何の説明もしなかったが、子ども達は黙々と資料を読み、原稿用紙に鉛筆を走らせていた。
心に響くものがあったのだと思う。

↓ 初発の感想 ↓
・生きているって素晴らしいと思う。なぜなら、つまんないとか、人生おもしろくないとか言ってても、
生きている限り好きな物を食べたり、大好きな人とおしゃべりしたりできる。だから私はそれ以上幸
せなことはないと思った。だから「死のう」とか思っている人は、病気で今にも死にそうなのに頑張っ
て生きている人に失礼だと思う。私はあと何十年も生きてゆけるんだから、残りの命を大好きな物を
食べて大好きなことをしたり、大好きな人とおしゃべりしたりして、残りの命を悔いなく幸せに生きて
ゆきたい。

・改めて私は幸せなんだなあと思った。それなのに「持久走や縄跳びがいやだ。」なんて毎日のよう
に言っている自分が情けない。普通に何不自由なくこうして暮らせている事が、どれだけ幸せな事か、
この資料を読んで良く分かった。羽純さん達のように、生きたくても生きられない人は、この世にたく
さんいるのに、まだ全然生きていける人が自分から死のうとする人、自分のストレス発散のために無
差別に人を殺す人、もっと命を大切にするべきだ。

・命を大切にしたい。大切な人を亡くしても一生懸命がんばりたい。

・命はとっても大切にしなきゃいけない。それに他人の命も大切にしないといけない。ぼくは大切な人
を亡くしたことはない。でも佐江子さんの日記を読んで、大切な人の死は本当に悲しいんだなと思った。

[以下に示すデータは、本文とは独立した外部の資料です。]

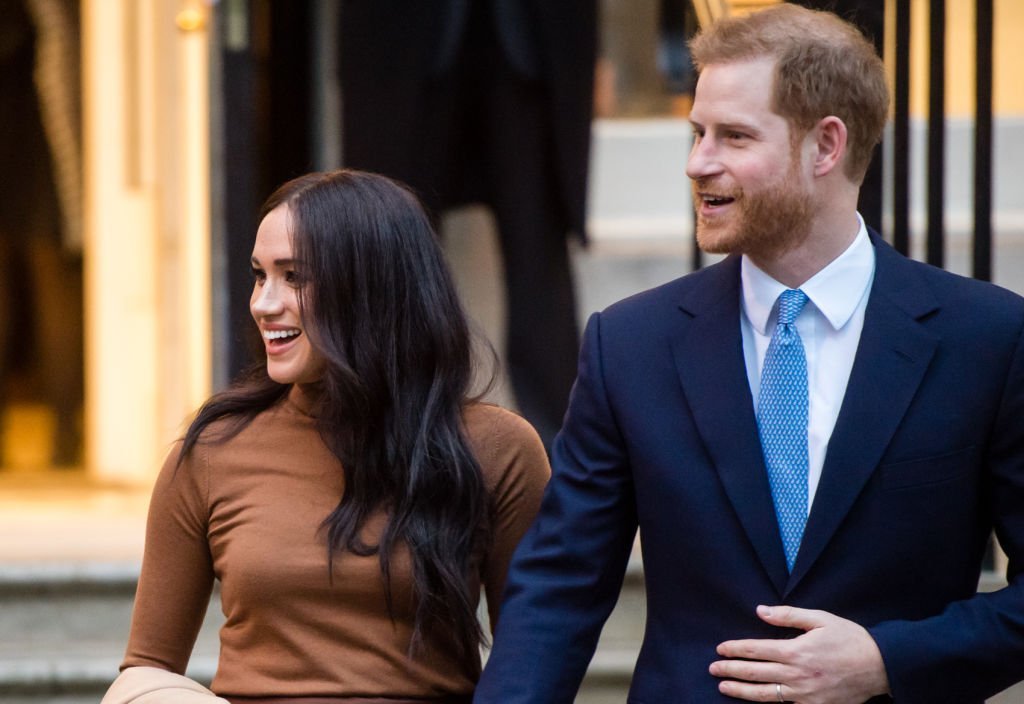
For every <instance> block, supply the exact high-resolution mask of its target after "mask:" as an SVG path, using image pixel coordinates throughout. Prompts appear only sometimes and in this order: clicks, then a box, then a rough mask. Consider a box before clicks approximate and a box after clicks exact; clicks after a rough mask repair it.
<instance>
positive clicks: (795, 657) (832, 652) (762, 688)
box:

・二年生くらいの時、祖父が肺炎で亡くなった。その頃はまだ死というものを完全には理解できていな
かった。誰かが死ぬということに関心がなかった。「この命の輝きを」の資料や日野原さんの事などを
知って、初めて死を考えるようになった。

・佐江子さんが手術の直前に書いた詩の「大切な人を亡くした時、自分は強くなる」というのは、すごい
なぁと思った。本当に大切な人を亡くしたから、こういう詩が書けるんだなぁと思った。「心臓病の子ども
を守る会」のお母さんからの手紙は、自分が心臓病に罹ってなくても、その苦しさをよく分からせてくれ
た。羽純さんの遺言では、まだ20歳なのに、まだ未来があるのに心臓病で亡くなるなんてとても気の
毒だった。幸せの実感を教えてもらった。

・どんな病気にかかっていても差別してはいけない。

・見た目では分からなくても、もしかしたらそういう人や、そういう子ども達がいるんだなということを、い
つも忘れないで下さい。」私はこの一文を見て、「この人は強そうじゃないから入れない。」とか、見た目
だけで判断するのは絶対によくないと思った。

・佐江子さんが手術前に書いた日記の意味がよく分かる。おばあちゃんが病気で亡くなった時、お母さ
んはとても悲しそうだった。それは大切な人を亡くした悲しみだった。心臓病の子どもをいじめたり、差別
をしたりしてはいけない。それが人間だと思う。

・病気の人は、いつ死ぬか分からないから時間を大切にしようって普段から思っているかもしれないけど、
元気な人はなかなか死について考えにくいと思う。でも私は今、病気にもならず元気に暮らせていたり、
家にいて暇だなと思えたりするのは、とても幸せなことなのかなと思った。

・私は大切な人を亡くしたことがある。だから佐江子さんの気持ちがよく分かる。

・羽純さんが手術の直前に書いた詩は、ずっと覚えておきたい。「エルマおばあさん」の話のように、羽純
さんも自分の死を受け入れていたのだと思う。



わずか10分の自習タイムだったが、皆集中して原稿用紙に向かっていた。
人の死が周囲に与える悲しみに共感したり、死に直面した人の気持ちを想像したりできた子どもが多かった。
普段、生のエネルギーに満ちた子ども達だが、死は、一人の例外もなく、誰の元にも平等に訪れる。
様々な死を知ったり、死について考えたりすることは、今ある生への感謝と喜びを我々に教えてくれていると言えるだろう。

この単元の学習を通して、生きる喜びに満ちた生き方をしたいと考える子どもが、一人でも多く育ってほしいと思う。
次回は、みんなの感想文を読み合って、それぞれの持つ「生」のイメージや希望・期待について話し合う。